HERE’S TO BELOW AVERAGE

You don’t generally want to hear “below average.” But in the case of Colorado State University Tropical Meteorology Project’s prediction for the 2019 Atlantic hurricane season, there have been no sweeter words uttered.

This, of course, doesn’t mean we’re safe. The CSU TMP team, which has been considered the gold standard hurricane forecaster (yes, weird for a university in the Rocky Mountains), predicts we’ll see 13 named storms during the Atlantic hurricane season, which begins in just a few days — June 1. But, of those 13, five are expected to become hurricanes, two of them major. As we all know here in the Northeast, one major storm (Sandy) is all it takes to change our lives forever.

Closer to the Atlantic, Penn State’s Earth System Science Center, which is headed up by the father of “the most controversial chart in science,” Michael Mann, is predicting 7-13 storms, ten of those named.
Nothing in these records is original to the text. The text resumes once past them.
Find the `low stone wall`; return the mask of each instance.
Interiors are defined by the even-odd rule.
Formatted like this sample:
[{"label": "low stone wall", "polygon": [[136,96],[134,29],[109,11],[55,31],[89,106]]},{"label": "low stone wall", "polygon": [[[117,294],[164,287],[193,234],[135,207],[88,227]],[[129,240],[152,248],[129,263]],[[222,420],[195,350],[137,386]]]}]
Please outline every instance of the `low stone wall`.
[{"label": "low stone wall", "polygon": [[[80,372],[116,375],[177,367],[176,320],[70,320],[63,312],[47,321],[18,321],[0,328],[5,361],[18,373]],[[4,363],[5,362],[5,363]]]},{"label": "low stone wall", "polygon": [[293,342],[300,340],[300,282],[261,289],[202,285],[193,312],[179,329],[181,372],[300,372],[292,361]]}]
Let’s hope the CSU team is more accurate.

You know who’s disappointed by “below average”? The Weather Channel and all the other cable news networks that feed like hyenas on major hurricanes. I promise to write another, more in-depth on television news coverage of hurricanes, which drives me madder than the rest of their sensationalism. Luckily, I found some space in my book to write about it, which was deeply satisfying.